Underlying stress from something that isn't strong enough to cause actual symptoms often doesn't require treating the animal for the potential infection. It is better to help boost their ability to fight it while decreasing it's survival around them in the environment instead. Long term that will go a lot farther to preventing ongoing problems while you also breed only the healthiest rabbits to their living conditions. I found the best thing for cocci was to disinfect the colonies and keep them completely dry. Deaths stopped immediately when they were just reducing in age range affected while treating the rabbits themselves. With the source gone the rabbits can fight the problem. Some things are always going to exist so making the animals able to better fight it off can help with unknown minor imbalances. Many will supplement BOSS (black oil sunflower seeds), high quality vegetable oils like safflower, flax, etc..., apple cider vinegar, or higher fat oats at least temporarily to help recovery and maintain condition. That and some extra cleaning with concentrated cage/floor/ground treatment for anything you think is lurking around doesn't cost more than excessive dewormer use without putting potentially harmful and GI upsetting compounds into the animal itself. If the issue resolves with supplemental feeding but keeps returning without despite other changes you might want to consider a permanent main diet change as the nutrition of your current brand of pellet or source of hay just may not be sufficient anymore. It might not even be your local problem but the current batches being manufactured.
 
I have a few lines of thought after reading this:

One of the rabbit people in Michigan was saying that feed companies sometimes change ingredients in feed.....
Apparently her issue was with Kent feed... Could your feed mill have made a change? How does your feed smell?
(We had an issue with a vomit-toxin (sp?) 3 years ago)

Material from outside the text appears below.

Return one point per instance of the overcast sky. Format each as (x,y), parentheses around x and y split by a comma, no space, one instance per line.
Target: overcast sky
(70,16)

Could the cold and recovery from possible infestation be a factor?

Environmental... have you changed anything in the rabbitry?

Hay? check it for mould.... stick your face right in the centre of the bale and breath deep!

I have started adding apple cider vinegar (with the mother) into the drinking water for my rabbits... and adding a greenonion or chive once a week. (there is a pinned post about allium plants and battling cocci)

Good luck.... I hate losing rabbits and it is so frustrating when you feel like there is nothing you can do about it.